America first fell in love with motorized speed on the hard-packed sands of Florida’s coastline at the beginning of the 20th century. The annual Carnival of Speed at Ormond Beach, a northern neighborhood of Daytona immediately caught the attention of the world’s most passionate auto and motorcycle enthusiasts, establishing the area as the world’s “Birthplace of Speed.” However, as the industry and infrastructure of racing grew over the years the pursuit of speed records shifted to more managed and manicured venues like the speedway tracks at Indianapolis, the perilous short circular motordromes, and the large wooden super speedways of the late teens. However, in February 1920, Harley-Davidson, who was at the height of their racing success given their powerhouse stable of “Wrecking Crew” racers and their high-test factory racing machines like the banjo two cam 8 valves, resolved to revisit the sunny shores of Florida’s Eastern seaboard, aiming to set new land speed records once again on those hallowed sands.

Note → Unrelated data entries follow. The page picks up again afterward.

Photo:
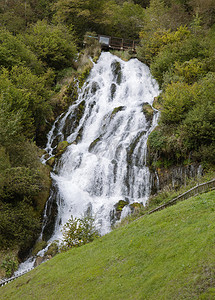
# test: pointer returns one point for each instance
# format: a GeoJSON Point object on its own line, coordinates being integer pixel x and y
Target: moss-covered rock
{"type": "Point", "coordinates": [117, 71]}
{"type": "Point", "coordinates": [53, 249]}
{"type": "Point", "coordinates": [157, 103]}
{"type": "Point", "coordinates": [38, 246]}
{"type": "Point", "coordinates": [62, 147]}
{"type": "Point", "coordinates": [93, 144]}
{"type": "Point", "coordinates": [50, 162]}
{"type": "Point", "coordinates": [120, 205]}
{"type": "Point", "coordinates": [132, 146]}
{"type": "Point", "coordinates": [136, 207]}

From February 13th through the 21st, 3 members of the Harley-Davidson Wrecking Crew, Leslie Parkhurst, Fred Ludlow, and Otto Walker barreled past most existing international speed records. Despite heavy storms and abnormally high tides making the beach surface rough and speckled with driftwood, the trio, led by Leslie “Red” Parkhurst set over 20 new professional motorcycle speed records, 8 new unofficial records with the prototype overbore 68ci two cam 8 valve machine, and another 4 amateur high marks. Interestingly, Harley hired a local electrician from Daytona by the name of Ralph E. King to run as their amateur entrant. King, onboard a factory 61ci two cam 8 valve, set new amateur times for the 1 kilometer, 1, 2, and 5 mile distances, despite having never entered a competition before according to reports at the time. Parkhurst did most of the heavy lifting in Daytona, setting 23 official and unofficial speed records, as well as establishing a never before seen top speed of 111 mph on a motorcycle, making him the fastest man on two wheels up until that point.
The Motor Co. had sent the team down with a handful of their best machines, including a 61ci two cam 8 valve, a 61ci pocket valve version of the same machine, an over-regulation size 68ci two cam 8 valve, and a 30.50 4 valve machine. The occasion also marked the debut of Harley’s new model 20-LX streamlined sidecar rig, nicknamed the “Bullet.” Yet another unique aspect that week in Daytona was the use of a one of a kind automatic timing machine called a Chronometer. The state of the art timing device had been developed by the US military and used on a handful of auto record attempts at the time. The record runs were supervised by A.A.A’.s R.A. Leavell, M&ATA Chairman W.H. Parsons, and master engineer C.A. Verschoor, all of which can be seen in this remarkable film footage. Police Chief William Young was on hand, as were representatives from Sinclair Gasoline, Firestone and Goodyear Tires, as well as a number of journalists and filmmakers. The boundless success of Harley-Davidson’s return to Daytona Beach in February of 1920 further established their reign as a titan in the American motorcycling industry, but it also prompted the return of their main rivals, Indian Motorcycles, veterans of the earliest Carnival of Speed. Come April of 1920 Indian would have its own iconic factory racers on the beach at Daytona and would surpass many of the speed records set by Parkhurst and the Harley-Davidson crew a few months before, a success which was reflected in the naming of Indian’s legendary “Daytona” platform. However, the moments captured in this remarkable film footage offer a wonderful glimpse into the February 1920 exhibition of style and grit put on by the fastest men on Earth.